The discovery of Wolf 503b, a planet near the radius gap around a bright, nearby star, enabling detailed follow-up observations and insights into planetary formation.

Findings

Planet radius near the 1.5-2.0 R⊕ gap

Host star is bright and nearby, ideal for follow-up

Low likelihood of false positives

Abstract

Since its launch in 2009, the Kepler telescope has found thousands of planets with radii between that of Earth and Neptune.
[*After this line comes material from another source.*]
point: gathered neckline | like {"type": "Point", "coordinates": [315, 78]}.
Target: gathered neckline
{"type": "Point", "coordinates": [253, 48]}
Recent studies of the distribution of these planets have revealed a rift in the population near 1.5-2.0$R_{\bigoplus}$, informally dividing these planets into "super-Earths" and "sub-Neptunes". The origin of this division is not well understood, largely because the majority of planets found by Kepler orbit distant, dim stars and are not amenable to radial velocity follow-up or transit spectroscopy, making bulk density and atmospheric measurements difficult. Here, we present the discovery and validation of a newly found $2.03^{+0.08}_{-0.07}~R_{\bigoplus}$ planet in direct proximity to the radius gap, orbiting the bright ($J=8.32$~mag), nearby ($D=44.5$~pc) high proper motion star Wolf 503 (EPIC 212779563). We classify Wolf 503 as a K3.5V star and member of the thick disc population. We determine the possibility of a companion star and false positive detection to be extremely low using both archival images and high-contrast adaptive optics images from the Palomar observatory. The brightness of the host star makes Wolf 503b a prime target for prompt radial velocity follow-up, HST transit spectroscopy, as well as detailed atmospheric characterization with JWST. With its measured radius near the gap in the planet radius and occurrence rate distribution, Wolf 503b offers a key opportunity to better understand the origin of this radius gap as well as the nature of the intriguing populations of "super-Earths" and "sub-Neptunes" as a whole.